大人になる条件の一つとして、自分で可能なことを知り、同時に自分では不可能なことも認識することが上げられるのではないだろうか。自分の力で物事を解決していこうとする姿勢は大切だが、自分一人ではどうにもならない時は、人の助けを借りていくことも同様に大切なことだと思う。

自分一人で全てできると思うことは、ある意味思い上がりに等しく、大人としての資質が欠けていると言わざるを得ない。この記事に登場する女性は大学3年生らしいが、成人式を経験していても精神は大人に届いてはいない。

とはいえ、現代日本の大学生に大人の心得を体得しておいてもらうとする方が無理があるのかも知れない。確かに自分の大学生時代を振り返ってもそんなに偉そうなことは言えた義理ではない。
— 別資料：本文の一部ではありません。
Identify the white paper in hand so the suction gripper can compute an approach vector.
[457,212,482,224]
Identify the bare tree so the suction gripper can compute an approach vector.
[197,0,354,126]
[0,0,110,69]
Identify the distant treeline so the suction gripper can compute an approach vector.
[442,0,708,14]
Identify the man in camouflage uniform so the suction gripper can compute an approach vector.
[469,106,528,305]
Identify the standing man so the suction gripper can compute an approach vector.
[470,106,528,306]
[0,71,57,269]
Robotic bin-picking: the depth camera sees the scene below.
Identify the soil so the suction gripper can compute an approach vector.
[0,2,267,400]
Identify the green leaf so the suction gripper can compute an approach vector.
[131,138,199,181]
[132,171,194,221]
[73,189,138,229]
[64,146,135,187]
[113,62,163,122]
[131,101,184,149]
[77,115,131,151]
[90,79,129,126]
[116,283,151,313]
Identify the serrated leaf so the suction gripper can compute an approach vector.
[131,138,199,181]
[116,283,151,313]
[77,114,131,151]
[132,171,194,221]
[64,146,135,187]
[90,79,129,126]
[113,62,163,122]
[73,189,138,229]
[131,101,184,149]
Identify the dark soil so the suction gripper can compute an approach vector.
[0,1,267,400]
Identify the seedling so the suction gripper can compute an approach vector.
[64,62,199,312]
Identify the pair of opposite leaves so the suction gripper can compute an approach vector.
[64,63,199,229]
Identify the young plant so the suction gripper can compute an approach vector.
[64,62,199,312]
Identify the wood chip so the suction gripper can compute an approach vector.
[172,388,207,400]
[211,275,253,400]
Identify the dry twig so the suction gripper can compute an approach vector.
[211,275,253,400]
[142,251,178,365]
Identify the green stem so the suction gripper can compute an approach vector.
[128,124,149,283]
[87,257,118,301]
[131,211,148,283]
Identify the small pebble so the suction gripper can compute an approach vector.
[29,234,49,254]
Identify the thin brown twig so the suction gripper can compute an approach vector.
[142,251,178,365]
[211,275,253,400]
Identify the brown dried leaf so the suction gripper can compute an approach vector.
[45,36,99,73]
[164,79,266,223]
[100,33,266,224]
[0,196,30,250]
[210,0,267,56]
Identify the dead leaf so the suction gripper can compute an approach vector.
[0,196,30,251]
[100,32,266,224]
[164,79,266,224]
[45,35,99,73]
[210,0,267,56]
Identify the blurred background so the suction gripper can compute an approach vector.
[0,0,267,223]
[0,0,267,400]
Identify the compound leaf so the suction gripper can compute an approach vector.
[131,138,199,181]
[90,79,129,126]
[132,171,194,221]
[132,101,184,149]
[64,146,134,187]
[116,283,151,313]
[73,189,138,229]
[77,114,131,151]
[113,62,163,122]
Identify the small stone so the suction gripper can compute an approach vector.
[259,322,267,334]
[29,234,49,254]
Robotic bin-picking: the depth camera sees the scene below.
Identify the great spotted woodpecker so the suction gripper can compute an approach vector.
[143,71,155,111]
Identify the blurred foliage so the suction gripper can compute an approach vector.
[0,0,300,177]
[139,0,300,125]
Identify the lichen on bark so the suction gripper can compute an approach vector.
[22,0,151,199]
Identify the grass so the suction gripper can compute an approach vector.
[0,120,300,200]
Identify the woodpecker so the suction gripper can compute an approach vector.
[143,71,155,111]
ただ、少なくとも言えるのは「自己責任論」に裏打ちされた、中二病に罹患したような認識は持ち合わせていなかった。自分にとってのほとんど世界のすべてが疑問で、それに対してどう折り合いをつけながら暮らしていけばよいのか、激しい悩みの渦中にいたことは確かである。「自己責任論」に寄りかかって、自己の支柱にしながら生きなければならないと考えたことは露ほどにもなく、そもそも支柱そのものの存在すら、自分の中では蜃気楼のようなものであった。

現代日本の20代が何を考え、生きているのか知るよしもないし興味もない。が、今この文章を読んでいるあなたが20代であるならば少し考えてみてもらいたい。思考を少し深めれば愚にもつかないと理解できる「自己責任論」を、もし社会に生きる拠り所としているのであれば、それはとても頭がおめでたい話だと思う。社会が本当にそんな人間を望んでいるのか、友達や先輩、先生などに聞いてみるといい。そして何よりそんな自分を本当に自分自身が望んでいるのか問いかけてみるといい。

 

少し話を変える。今回の都知事選挙の候補者であった田母神氏には若年層の投票率が高かったと聞く。よく呑み屋にいるおっさんのクダまく話程度の「政策論」や彼の言動が自分たちの腑に落ちたのであれば、悪いことは言わない、自分自身の知力低下を疑って見ることだ。参考にするヒントは以前にも書いたのでそちらにもぜひ目を通した上でご判断頂きたい。

「今の東京にあなたが極めて不適任な都知事だと思う」理由 - 異国見聞私書録

とまあ、 ここまで書いて当ブログもオッサンの戯言に相違ないと思う今日この頃である。